Direção: Pawel Pawlikowski. Roteiro: Pawel Pawlikowski, Janusz Glowacki, Piotr Borkowski. Produção: Daniel Battsek. Fotografia: Lukasz Zal. Montagem: Jaroslaw Kaminski.
Teria o amor uma forma única e acabada de representação? Essa parece ser uma das perguntas detonadoras quando nos colocamos diante de um trabalho tão fascinante como Guerra Fria* (2019). Ambientado entre anos 1950 e 1960, o filme acompanha Wiktor (Tomasz Kot), um diretor musical que se apaixona por uma jovem cantora, Zula (Joanna Kulig), ao mesmo tempo em que tenta persuadi-la a fugir da Polônia comunista rumo à França. Apesar do forte sentimento, os dois terão de vencer as diferenças entre seus temperamentos para viver esse amor quase impossível.
Mas antes de ser um romance, o 6º longa-metragem do realizador polonês Pawel Pawlikowski é uma obra sobre a auto corrosividade do amor e o seu caráter auto destrutivo. A princípio, a ideia soa contraditória, mas é por meio do jogo entre as decisões estéticas e temáticas que o filme ganha indestrutíveis camadas que o alçam como uma das mais sólidas obras lançadas no cinema europeu no último ano.
A escolha por uma estética em preto e branco remonta a uma vertente cinematográfica de um cinema clássico polaco cuja expansão ocorrera principalmente no período entreguerras. Não se trata, portanto, de uma decisão cosmética. Pelo contrário, as imagens que o diretor de fotografia Lukasz Zal capta possuem toda a força e tradição dos filmes criados no final da Primeira Guerra. O cinza, preto e branco de cada plano em Guerra Fria vêm revestidos de história e, por ela mesma, reafirmada.
Mas ainda no terreno estético, o aspecto da tela em 4:3, cujo enquadramento é mais comum para TVs analógicas, reforça esse traço nostálgico adotado pelo cinema contemporâneo. Neste filme, mais uma vez, a decisão técnica se legitima em função da proposta assumida pelo mesmo. Se estamos na segunda metade do século XX, vale a impressão de uma estética que aproxime o espectador da atmosfera desse período.
Mas assim como um mundo em ruínas que tentava gradualmente se reerguer após um traumático período bélico, a estória de amor entre Zula e Wiktor pode ser tomada como uma espécie de metáfora dessa ordem europeia configurada àquele contexto. Interessante como Pawlikowski, apesar de idealizar essas personagens enquanto protagonistas, não os idealiza ao nível de uma representação alienada.

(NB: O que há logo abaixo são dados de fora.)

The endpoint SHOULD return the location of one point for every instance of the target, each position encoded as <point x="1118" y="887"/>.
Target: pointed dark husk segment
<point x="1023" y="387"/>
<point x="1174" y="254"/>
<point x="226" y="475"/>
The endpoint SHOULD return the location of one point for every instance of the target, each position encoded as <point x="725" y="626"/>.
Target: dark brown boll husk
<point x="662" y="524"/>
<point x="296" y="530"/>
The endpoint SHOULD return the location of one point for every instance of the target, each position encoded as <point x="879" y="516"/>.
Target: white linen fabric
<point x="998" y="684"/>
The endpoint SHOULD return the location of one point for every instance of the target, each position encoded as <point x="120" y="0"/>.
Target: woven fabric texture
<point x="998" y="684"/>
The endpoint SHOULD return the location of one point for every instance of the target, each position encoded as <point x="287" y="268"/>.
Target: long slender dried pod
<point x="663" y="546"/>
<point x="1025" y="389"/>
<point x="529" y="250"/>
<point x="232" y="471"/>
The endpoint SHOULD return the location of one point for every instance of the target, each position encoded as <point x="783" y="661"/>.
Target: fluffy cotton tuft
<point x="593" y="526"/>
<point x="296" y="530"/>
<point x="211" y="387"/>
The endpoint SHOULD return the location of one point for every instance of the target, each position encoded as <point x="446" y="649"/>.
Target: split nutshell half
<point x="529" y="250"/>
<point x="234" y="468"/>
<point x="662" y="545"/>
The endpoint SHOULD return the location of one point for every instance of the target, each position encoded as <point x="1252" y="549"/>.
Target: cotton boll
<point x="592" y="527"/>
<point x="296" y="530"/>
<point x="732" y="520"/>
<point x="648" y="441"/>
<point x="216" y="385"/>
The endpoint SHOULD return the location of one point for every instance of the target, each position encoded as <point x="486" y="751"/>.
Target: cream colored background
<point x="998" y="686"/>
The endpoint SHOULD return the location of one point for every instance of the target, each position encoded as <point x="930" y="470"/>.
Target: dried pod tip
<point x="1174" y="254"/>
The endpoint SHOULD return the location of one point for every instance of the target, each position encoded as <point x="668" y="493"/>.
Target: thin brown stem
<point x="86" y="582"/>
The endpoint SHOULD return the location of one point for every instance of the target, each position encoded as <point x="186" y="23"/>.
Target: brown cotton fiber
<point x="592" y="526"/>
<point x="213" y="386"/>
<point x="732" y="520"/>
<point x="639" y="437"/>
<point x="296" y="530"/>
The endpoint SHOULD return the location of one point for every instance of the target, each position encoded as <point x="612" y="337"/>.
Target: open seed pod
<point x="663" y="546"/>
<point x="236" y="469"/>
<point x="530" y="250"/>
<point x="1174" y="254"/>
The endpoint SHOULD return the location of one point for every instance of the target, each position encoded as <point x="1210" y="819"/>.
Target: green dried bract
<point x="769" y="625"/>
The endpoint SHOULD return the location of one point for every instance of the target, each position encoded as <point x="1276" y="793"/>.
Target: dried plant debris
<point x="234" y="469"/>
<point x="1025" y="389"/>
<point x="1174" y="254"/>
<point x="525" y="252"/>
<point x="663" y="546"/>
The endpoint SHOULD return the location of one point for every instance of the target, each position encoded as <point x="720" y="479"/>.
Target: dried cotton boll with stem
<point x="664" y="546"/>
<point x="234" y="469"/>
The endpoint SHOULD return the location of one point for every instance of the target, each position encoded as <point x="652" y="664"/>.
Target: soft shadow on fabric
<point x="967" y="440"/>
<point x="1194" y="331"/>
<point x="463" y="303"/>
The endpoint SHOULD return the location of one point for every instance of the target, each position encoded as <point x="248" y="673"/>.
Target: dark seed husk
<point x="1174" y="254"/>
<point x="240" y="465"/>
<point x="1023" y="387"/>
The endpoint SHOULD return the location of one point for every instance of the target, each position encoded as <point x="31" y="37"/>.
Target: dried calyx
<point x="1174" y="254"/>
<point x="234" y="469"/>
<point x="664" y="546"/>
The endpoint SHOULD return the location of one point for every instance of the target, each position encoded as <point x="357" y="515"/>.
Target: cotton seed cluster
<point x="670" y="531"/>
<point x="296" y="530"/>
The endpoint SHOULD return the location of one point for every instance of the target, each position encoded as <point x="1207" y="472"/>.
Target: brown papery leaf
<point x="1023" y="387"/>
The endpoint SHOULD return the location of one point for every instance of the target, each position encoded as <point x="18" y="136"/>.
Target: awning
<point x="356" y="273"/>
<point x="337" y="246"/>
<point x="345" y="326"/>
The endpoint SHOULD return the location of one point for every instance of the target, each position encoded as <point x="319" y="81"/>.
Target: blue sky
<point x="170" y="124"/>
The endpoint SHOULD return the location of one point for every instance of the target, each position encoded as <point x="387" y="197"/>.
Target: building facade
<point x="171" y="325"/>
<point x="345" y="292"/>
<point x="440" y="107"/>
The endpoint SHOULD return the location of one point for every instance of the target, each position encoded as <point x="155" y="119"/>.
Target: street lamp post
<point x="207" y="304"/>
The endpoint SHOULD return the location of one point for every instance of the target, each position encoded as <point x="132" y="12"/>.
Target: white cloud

Ele os constrói como figuras clivadas de certo amor próprio e, ao invés de tentar “conserta-los” a fim de encaixá-los em um desfecho autoindulgente, o diretor opta por assumi-los como eles o são. Em preto e branco, portanto, temos de olhar para esse casal cuja maior batalha é, de fato, a incontingência de um afeto irrefreável e a impossibilidade de vivência desse sentimento em uma vida terrena.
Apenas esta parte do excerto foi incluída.